18. The medium of claim 15, wherein the code is further operable to:

sort the plurality of updates according to one or more user parameters.

19. The medium of claim 15, wherein the code is further operable to:

notify a user that the automatically performing step is complete.

20. The medium of claim 15, wherein the code is further operable to:

receive a new address for the second segment of the plurality of segments;

identify a defined logical relationship associated with the second segment; and

generate an update corresponding to the identified defined logical relationship, the generated update reflecting the new address.

21. The medium of claim 15, wherein:

the logical relationship information comprises a prefix indicating the location of the second segment of the one or more databases;

the code operable to update the logical relationship information comprises a code operable to change the prefix in accordance with an update corresponding to a defined logical relationship associated with the second segment.

22. A system for updating logical relationship information describing one or more defined logical relationships among a plurality of segments of one or more databases, comprising:

means for accessing the logical relationship information describing the one or more defined logical relationships among the plurality of segments of the one or more databases, the plurality of segments comprising a first segment and a second segment of the one or more databases, a defined logical relationship representing a logical relationship between the first segment and the second segment, a segment comprising a unit of information of a database of the one or more databases;

means for establishing a plurality of updates corresponding to the one or more defined logical relationships, an update operable to update the logical relationship information; and

means for automatically performing the following in parallel in response to establishing the plurality of updates, the automatic performance encoded in software: updating the logical relationship information using the plurality of updates corresponding to the one or more defined logical relationships.

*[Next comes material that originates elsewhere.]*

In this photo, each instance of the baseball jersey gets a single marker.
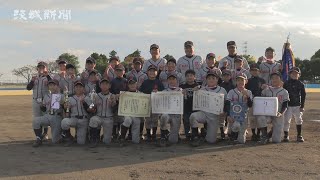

23. A method for updating logical relationship information describing one or more defined logical relationships among a plurality of segments of one or more databases, comprising:

accessing the logical relationship information describing the one or more defined logical relationships among the plurality of segments of the one or more databases, the plurality of segments comprising a first segment and a second segment of the one or more databases, a defined logical relationship representing a logical relationship between the first segment and the second segment, a segment comprising a unit of information of a database of the one or more databases, the logical relationship information comprises a prefix indicating the location of the second segment of the one or more databases;

establishing a plurality of updates corresponding to the one or more defined logical relationships, an update operable to update the logical relationship information, establishing the plurality of updates comprising: receiving a new address for the second segment of the plurality of segments; identifying a defined logical relationship associated with the second segment; and generating an update corresponding to the identified defined logical relationship, the generated update reflecting the new address.

sorting the plurality of updates according to one or more dataset groups; and

placing the plurality of updates into one or more sets, each set comprising the plurality of updates for each dataset group of the one or more dataset groups.

sorting the plurality of updates according to one or more predefined parameters;

sorting the plurality of updates according to one or more user parameters;

automatically performing the following in parallel in response to establishing the plurality of updates, the automatic performance encoded in software: updating the logical relationship information using the plurality of updates corresponding to the one or more defined logical relationships, updating the logical relationship information comprising: changing the prefix in accordance with an update corresponding to a defined logical relationship associated with the second segment; and

notifying a user that the automatically performing step is complete.